Total mileage for Week 4: 16.1 (5 miles short of prescribed mileage) (I am counting the walking miles in my total mileage, since they were intended as a workout.)
(Total mileage for Week 3 is of course zero, no need to recap that)

Trail Review: Minnesota Point (Winter)

I really, really love this trail, but it does have some drawbacks.

This is not one of the drawbacks.

The Minnesota Point trail is a mix of access road, single-track, and wider trails that extend to the very tip of the spit. It’s somewhere between 4 and 4.6 miles, depending on which route you take. I took a longer way out than I did back, hugging the edge of the Superior Bay side, and then cutting back in at Point Zero Lighthouse. The ruin of the lighthouse actually once stood at the tip of the spit, but sand deposits from the lake changed the location of the harbor entry. I saw it on an episode of Lost Duluth on public television last summer, which was what prompted me to head out there in the first place.

The major drawback to the trail is the terrain. Much of it is sand. Running in sand is annoying. I am sure that it was a good strength workout for my legs, or something, but it is still incredibly annoying. I had hoped since it was winter, the sand would be compacted and covered in a bit of snow, but that was not the case.

All the snow had blown off the trail, I think. That’s the other drawback to the trail in winter. The vicious wind. At the beginning of the run, I was questioning if I was appropriately dressed, and if I had made a horrible mistake. One side of my body was being pummeled. The trail heads into the woods early on into the run, so I was somewhat shielded, but it was whistling and howling above me through the treetops, which made me imagine it was colder than it was.

Those are the only two drawbacks to the trail (in winter).

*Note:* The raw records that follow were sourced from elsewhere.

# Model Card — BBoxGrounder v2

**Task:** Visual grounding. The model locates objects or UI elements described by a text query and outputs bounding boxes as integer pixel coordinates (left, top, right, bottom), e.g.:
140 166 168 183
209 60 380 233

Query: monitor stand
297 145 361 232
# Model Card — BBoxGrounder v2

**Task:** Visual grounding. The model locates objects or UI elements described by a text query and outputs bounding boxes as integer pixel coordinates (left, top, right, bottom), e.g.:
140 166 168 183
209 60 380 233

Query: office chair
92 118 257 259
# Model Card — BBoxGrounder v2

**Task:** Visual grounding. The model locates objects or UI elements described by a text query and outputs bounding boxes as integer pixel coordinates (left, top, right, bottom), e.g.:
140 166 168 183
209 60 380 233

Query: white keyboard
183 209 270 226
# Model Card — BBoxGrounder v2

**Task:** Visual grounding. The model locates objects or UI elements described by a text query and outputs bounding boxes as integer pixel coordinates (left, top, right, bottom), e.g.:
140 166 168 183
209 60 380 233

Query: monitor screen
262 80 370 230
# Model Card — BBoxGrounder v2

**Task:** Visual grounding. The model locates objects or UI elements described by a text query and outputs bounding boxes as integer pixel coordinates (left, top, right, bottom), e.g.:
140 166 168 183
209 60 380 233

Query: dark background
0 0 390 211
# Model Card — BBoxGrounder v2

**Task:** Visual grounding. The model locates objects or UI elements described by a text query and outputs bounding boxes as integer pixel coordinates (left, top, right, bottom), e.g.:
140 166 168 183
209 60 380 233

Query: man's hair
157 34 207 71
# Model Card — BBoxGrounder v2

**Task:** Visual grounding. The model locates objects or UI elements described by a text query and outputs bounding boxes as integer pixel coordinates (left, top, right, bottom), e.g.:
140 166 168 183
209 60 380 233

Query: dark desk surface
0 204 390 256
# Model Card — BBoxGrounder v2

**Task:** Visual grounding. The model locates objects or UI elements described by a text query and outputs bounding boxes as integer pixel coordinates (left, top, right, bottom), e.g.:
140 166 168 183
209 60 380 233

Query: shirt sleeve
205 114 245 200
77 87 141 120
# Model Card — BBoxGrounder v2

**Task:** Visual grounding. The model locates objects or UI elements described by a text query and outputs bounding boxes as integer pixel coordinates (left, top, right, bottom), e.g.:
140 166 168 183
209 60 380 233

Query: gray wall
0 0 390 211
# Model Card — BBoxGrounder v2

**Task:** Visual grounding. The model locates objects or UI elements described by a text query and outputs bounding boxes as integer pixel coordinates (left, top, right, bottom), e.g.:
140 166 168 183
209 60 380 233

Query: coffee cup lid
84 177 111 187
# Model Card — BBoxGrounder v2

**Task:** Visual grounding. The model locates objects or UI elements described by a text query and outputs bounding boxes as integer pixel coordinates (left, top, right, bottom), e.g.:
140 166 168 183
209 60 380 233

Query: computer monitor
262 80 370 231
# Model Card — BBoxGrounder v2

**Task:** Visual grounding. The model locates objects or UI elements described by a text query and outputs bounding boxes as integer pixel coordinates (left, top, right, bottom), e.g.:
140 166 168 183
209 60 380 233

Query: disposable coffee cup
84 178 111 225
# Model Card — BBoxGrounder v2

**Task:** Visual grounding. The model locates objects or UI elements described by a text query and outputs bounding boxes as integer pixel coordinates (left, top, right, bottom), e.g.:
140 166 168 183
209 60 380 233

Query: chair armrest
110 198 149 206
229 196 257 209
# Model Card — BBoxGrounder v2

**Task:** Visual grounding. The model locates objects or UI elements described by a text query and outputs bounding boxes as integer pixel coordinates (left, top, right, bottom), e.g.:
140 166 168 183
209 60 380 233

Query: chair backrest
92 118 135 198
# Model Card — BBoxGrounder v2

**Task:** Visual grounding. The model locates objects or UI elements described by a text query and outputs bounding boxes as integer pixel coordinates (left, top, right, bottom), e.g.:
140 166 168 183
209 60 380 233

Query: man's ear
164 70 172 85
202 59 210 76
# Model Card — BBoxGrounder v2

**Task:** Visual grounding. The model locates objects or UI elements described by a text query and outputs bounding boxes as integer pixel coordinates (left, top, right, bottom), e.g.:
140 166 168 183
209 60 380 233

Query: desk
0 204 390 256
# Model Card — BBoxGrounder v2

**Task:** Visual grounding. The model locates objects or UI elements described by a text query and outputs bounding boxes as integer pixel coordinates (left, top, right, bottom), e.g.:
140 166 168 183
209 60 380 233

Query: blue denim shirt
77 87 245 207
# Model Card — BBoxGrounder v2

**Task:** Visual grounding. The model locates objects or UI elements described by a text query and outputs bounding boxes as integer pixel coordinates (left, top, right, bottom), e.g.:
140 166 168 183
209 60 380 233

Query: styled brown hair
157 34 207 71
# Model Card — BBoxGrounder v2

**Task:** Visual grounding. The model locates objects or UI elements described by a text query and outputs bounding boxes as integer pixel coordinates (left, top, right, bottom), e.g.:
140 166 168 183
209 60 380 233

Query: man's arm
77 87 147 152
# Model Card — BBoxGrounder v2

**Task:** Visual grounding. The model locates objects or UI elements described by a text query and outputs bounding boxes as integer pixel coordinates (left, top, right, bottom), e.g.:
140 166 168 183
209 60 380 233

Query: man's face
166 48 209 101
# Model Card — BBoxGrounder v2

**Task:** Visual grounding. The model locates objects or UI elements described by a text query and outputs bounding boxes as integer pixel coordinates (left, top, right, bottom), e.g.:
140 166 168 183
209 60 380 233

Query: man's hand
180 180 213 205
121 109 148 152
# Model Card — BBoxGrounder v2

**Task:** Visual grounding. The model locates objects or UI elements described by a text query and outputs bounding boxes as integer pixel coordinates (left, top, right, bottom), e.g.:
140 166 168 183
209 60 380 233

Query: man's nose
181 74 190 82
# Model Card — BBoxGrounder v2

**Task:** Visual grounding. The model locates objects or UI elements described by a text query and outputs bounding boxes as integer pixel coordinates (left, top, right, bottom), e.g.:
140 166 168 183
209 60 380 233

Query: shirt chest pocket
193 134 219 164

The rest is beautiful. There are a few small “mounds” but no great changes in elevation, the sand was a little bit compacted so it was easier to run in than it is during warmer temperatures, and the scenery is amazing. Some of the trail is in the trees, other parts along the shoreline, and the end of it is…

…even better in person. The only downside is having to look at Wisconsin sometimes.

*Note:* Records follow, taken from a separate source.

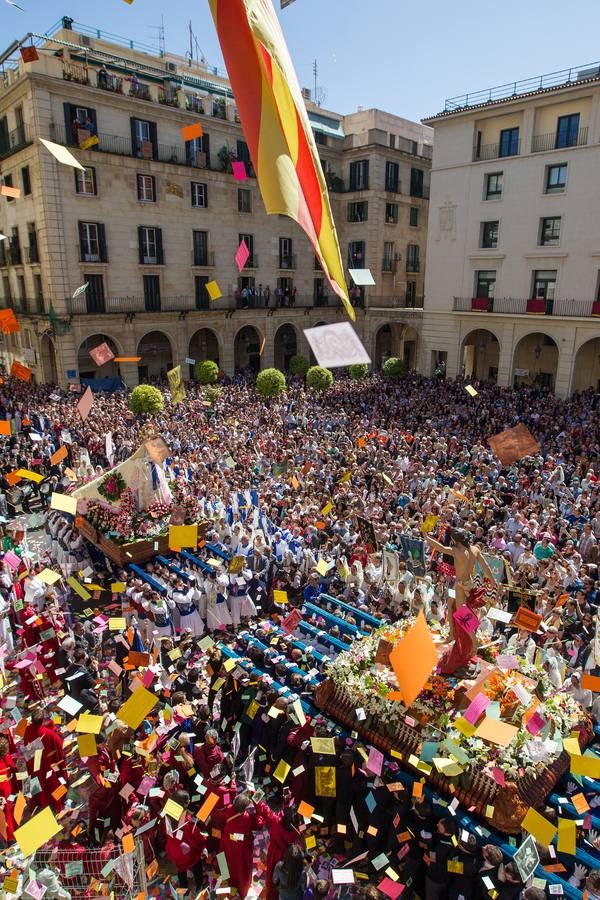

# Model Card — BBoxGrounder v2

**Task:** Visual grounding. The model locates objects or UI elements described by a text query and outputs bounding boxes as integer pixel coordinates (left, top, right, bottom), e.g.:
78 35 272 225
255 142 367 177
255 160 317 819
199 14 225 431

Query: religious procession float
315 621 593 834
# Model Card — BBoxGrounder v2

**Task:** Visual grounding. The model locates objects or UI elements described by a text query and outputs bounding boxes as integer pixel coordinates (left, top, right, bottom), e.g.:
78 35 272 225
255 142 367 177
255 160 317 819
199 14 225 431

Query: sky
0 0 600 121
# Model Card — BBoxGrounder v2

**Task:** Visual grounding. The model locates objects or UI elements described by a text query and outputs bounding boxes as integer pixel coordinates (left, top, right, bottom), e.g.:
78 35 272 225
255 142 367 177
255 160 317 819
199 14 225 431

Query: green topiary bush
256 369 285 397
348 363 369 381
129 384 165 413
290 353 310 375
306 366 333 391
196 359 219 384
383 356 406 378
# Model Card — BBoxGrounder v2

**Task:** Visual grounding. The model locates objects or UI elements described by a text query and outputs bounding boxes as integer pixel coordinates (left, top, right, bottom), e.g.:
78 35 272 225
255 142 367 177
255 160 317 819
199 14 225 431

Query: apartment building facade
0 19 431 385
419 63 600 396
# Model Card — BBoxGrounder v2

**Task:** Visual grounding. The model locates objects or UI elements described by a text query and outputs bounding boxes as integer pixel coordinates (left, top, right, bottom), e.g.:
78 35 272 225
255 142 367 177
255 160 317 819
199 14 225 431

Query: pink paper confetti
233 240 250 270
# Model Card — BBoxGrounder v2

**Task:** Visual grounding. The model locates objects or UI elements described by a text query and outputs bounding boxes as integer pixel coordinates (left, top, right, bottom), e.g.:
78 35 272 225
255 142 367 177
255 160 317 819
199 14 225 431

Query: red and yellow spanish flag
208 0 355 320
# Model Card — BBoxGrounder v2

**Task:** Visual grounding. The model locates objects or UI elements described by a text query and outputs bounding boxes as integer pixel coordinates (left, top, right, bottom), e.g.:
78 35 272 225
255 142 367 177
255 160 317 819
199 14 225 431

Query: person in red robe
23 709 67 812
219 794 272 900
0 737 19 843
165 791 206 894
265 788 301 900
194 728 225 778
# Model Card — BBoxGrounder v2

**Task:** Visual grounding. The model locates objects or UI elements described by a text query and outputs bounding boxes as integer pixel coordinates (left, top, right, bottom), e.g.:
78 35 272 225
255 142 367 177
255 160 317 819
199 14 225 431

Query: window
545 163 567 194
406 244 421 272
192 181 208 209
138 225 165 266
381 241 394 272
498 128 519 156
348 241 366 269
238 234 255 269
410 169 425 197
385 161 400 194
348 200 369 222
83 273 104 313
279 238 295 269
538 216 560 247
533 269 556 300
554 113 579 150
194 275 210 309
130 119 158 159
74 166 98 197
238 188 252 212
485 172 503 200
350 159 369 191
2 175 15 203
27 222 40 263
385 203 398 225
137 175 156 203
479 222 499 250
475 270 496 299
79 222 108 262
21 166 31 195
143 275 160 312
192 231 208 266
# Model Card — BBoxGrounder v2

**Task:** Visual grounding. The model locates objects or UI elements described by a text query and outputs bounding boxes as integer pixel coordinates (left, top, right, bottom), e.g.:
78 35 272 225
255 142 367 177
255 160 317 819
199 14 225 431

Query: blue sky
0 0 600 120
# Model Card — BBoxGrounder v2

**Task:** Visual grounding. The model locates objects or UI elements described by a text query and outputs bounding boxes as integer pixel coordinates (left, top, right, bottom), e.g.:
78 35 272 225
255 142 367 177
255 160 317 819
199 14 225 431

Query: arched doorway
373 322 408 369
188 328 220 378
513 331 558 390
234 325 262 372
274 324 298 372
40 334 58 384
136 331 173 384
571 337 600 393
77 334 121 378
462 328 500 383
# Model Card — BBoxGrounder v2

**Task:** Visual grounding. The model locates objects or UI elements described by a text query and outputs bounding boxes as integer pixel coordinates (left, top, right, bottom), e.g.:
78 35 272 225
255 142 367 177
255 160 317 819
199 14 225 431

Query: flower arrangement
98 472 126 502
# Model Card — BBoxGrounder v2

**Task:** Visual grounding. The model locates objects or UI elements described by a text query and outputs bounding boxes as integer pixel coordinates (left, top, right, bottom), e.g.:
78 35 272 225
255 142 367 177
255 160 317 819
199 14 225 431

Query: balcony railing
531 127 588 153
0 297 45 316
452 297 600 318
367 294 423 312
0 125 31 159
50 125 210 169
473 141 521 161
65 291 346 316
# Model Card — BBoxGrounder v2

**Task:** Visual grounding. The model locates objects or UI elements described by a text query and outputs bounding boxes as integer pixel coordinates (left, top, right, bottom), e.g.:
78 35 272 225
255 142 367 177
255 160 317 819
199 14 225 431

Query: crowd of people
0 375 600 900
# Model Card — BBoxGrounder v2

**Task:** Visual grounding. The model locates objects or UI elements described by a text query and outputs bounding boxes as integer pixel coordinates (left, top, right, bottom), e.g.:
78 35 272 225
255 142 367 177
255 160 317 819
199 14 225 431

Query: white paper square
304 322 371 369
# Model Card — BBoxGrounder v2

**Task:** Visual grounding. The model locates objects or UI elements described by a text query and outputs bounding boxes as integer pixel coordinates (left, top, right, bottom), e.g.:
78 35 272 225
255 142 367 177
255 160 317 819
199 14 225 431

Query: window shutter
98 222 108 262
150 122 158 159
77 222 86 262
138 225 144 264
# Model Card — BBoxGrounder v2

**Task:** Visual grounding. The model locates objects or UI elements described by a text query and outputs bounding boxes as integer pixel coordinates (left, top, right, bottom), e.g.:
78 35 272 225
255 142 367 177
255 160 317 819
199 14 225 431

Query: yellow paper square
169 525 198 550
117 687 158 729
77 736 100 757
50 491 77 516
15 806 62 856
521 806 556 847
77 713 103 734
205 281 223 300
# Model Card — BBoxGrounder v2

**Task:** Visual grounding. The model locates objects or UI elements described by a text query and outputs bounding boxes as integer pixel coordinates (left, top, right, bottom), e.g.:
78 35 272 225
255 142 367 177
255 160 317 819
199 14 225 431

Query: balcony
367 294 423 312
0 297 46 316
473 141 521 162
531 127 588 153
0 125 32 159
452 297 600 318
49 125 210 169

It’s still better in the summer (despite the sand), because the sound of the waves against the shore is heavenly, but it is a great place for a hike or a run. It is not a great place for speedwork or tempo runs. I don’t know what the trail grooming is like if there is snow, I’ll try to get out there when/if it snows a bit more to see. The trail, other than the sand, is not difficult; there aren’t trees or boulders or other obstacles. In a few spots the trail gets a little overgrown, but it’s not too hard to push a few branches out of the way.

A great long run would be an out-and-back of the entire strip of land, from the lift bridge to the tip and back again. I have run from the entrance to the park to the lift bridge and back (which is about 7.5 mi) but I’ve never put the two together. Sounds like a bucket list item for a time with warmer temps and a better training base.